I'd say there are three very much bigger enemies to a balanced budget right now. First, the economy - with tax revenue so low and demand for services so high, any meaningful cuts are extremely difficult and any meaningful revenue increases will likely be borne by a small percentage of the population. Second, our very high corporate tax rate. Raising taxes just gives businesses and wealthy business owners more incentive to move economic activity safely offshore, whether it's higher rates on personal income or on the corporate income from which it is derived. And it gives them even more incentive to spend their time and money lobbying the government for more exclusions and tax shelters, negating the purpose of the higher taxes. But the biggest enemy to a balance budget has to be base line budgeting. If we can't even agree on the definitions of a cut and an increase, how can we ever balance a budget? And if we did settle on the Democrat version, how could we ever balance a budget when spending the same actually means spending 5% or 10% more than last year?
Raising the top marginal rate won't give the government more revenue. The government doesn't need any more revenue anyway.
I actually think that if the corporate marginal tax rate was reduced to 15% or less, the government would actually get more revenue, but that's the only way the government should be allowed more revenue. Unfortunately, Dr. Paul is the only one in either party who supports having a corporate tax rate less than 25% (and that isn't even 30% less than the 35% marginal rate that it's at now).
I could support getting rid of all deductions with reduction or elimination of the payroll tax as long as no one's taxes go up. That wouldn't give the gov more revenue, but it would reduce the administrative costs of the IRS so that would effectively reduce the deficit (although not by much).
Anyway, if the corporate tax rate were reduced to 15%, then that would reduce offshoring by big companies and result in more government revenue.
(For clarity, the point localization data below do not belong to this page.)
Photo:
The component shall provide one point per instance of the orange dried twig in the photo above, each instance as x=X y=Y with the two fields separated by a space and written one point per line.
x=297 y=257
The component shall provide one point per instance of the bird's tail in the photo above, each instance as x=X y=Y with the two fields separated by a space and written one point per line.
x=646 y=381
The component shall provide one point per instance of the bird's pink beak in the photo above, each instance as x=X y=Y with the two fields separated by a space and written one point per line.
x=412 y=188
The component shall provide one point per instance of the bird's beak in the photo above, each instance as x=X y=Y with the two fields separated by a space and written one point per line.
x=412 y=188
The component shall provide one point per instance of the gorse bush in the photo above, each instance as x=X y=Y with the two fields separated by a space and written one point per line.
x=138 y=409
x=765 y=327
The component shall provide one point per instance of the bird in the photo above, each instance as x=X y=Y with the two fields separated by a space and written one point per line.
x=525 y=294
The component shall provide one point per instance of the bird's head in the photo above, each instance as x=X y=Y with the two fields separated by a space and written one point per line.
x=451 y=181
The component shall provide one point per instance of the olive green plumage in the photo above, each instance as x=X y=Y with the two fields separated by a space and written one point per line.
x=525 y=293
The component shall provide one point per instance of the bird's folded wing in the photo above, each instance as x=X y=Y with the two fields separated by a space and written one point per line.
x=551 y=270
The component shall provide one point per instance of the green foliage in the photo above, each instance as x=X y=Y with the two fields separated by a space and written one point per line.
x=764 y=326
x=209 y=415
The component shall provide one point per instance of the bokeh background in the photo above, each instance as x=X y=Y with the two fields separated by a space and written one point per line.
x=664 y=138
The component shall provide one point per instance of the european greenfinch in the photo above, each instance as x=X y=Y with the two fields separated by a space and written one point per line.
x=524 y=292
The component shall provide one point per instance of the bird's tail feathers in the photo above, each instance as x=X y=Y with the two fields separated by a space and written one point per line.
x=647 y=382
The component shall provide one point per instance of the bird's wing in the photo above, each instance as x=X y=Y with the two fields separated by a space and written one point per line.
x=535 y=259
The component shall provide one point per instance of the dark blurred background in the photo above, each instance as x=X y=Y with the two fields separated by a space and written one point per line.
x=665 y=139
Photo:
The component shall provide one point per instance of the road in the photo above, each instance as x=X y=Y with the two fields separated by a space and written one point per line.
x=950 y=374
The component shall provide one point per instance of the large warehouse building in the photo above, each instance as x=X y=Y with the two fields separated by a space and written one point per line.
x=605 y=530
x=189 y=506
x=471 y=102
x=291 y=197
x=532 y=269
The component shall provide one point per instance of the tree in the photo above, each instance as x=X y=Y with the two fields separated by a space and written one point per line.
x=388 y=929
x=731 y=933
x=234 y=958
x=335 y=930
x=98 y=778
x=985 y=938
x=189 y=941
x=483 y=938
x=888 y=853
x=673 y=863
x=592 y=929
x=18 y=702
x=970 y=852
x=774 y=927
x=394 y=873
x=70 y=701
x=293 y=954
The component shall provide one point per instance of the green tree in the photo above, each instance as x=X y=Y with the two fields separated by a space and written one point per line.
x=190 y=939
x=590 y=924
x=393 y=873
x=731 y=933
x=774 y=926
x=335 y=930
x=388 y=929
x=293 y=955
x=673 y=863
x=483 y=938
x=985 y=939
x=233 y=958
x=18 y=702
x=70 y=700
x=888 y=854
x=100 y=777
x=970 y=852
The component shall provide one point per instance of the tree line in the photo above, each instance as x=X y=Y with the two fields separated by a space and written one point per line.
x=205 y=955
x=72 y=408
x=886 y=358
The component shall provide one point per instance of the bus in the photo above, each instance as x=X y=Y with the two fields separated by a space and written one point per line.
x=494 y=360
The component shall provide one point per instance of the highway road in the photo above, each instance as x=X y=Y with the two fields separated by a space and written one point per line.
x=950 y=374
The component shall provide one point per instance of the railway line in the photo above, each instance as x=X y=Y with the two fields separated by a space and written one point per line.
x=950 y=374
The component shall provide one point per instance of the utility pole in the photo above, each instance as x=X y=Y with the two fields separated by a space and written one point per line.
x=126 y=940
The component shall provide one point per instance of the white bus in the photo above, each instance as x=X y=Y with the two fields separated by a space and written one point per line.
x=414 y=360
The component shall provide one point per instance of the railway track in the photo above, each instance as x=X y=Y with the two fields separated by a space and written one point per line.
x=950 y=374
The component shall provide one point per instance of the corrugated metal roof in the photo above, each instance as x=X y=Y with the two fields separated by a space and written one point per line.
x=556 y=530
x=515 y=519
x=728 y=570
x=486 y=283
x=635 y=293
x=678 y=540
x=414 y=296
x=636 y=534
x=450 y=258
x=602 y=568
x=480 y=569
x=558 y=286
GE was comfortable paying billions in corporate taxes to other countries and that's because the U.S. has one of the highest corporate tax rates in the world.
Raising the top marginal rate might give the government more revenue, depending on how it is done. Higher tax rates make some investments and economic activity impractical, but I wouldn't say categorically that this always offsets the additional revenue from the higher rates. And until we can all agree on a MUCH smaller size of government, government certainly does need more revenue. Right now we're all willing to cut the other guy's programs and raise the other guy's taxes, but not cut our own programs nor raise our own taxes. I see no practical way to decrease federal government spending by a third any more than I see any practical way to increase revenue by a third.
I'd love to see the US corporate income tax abolished completely and capital gains taxed as wage income (after adjustment for inflation and perhaps excluding real and personal property sales), but without either some fundamental shift in mentality among the American public or some return to a tariff system, that won't change the dynamic enough to make manufacturing in America competitive with manufacturing in low wage, low regulatory burden nations. Mostly it would change the price that an American company pays for the products it imports from its foreign subsidiary to put more of the apparent profit in the tax-free nation. It would also probably not greatly decrease the IRS' costs, as a lack of corporate tax would incent executives and owners to maintain as corporate holdings things that are exclusively for their own benefit. We'd need a LOT of oversight to know if that ski chalet is actually a business marketing investment or in reality the Chairman's new tax free vacation home.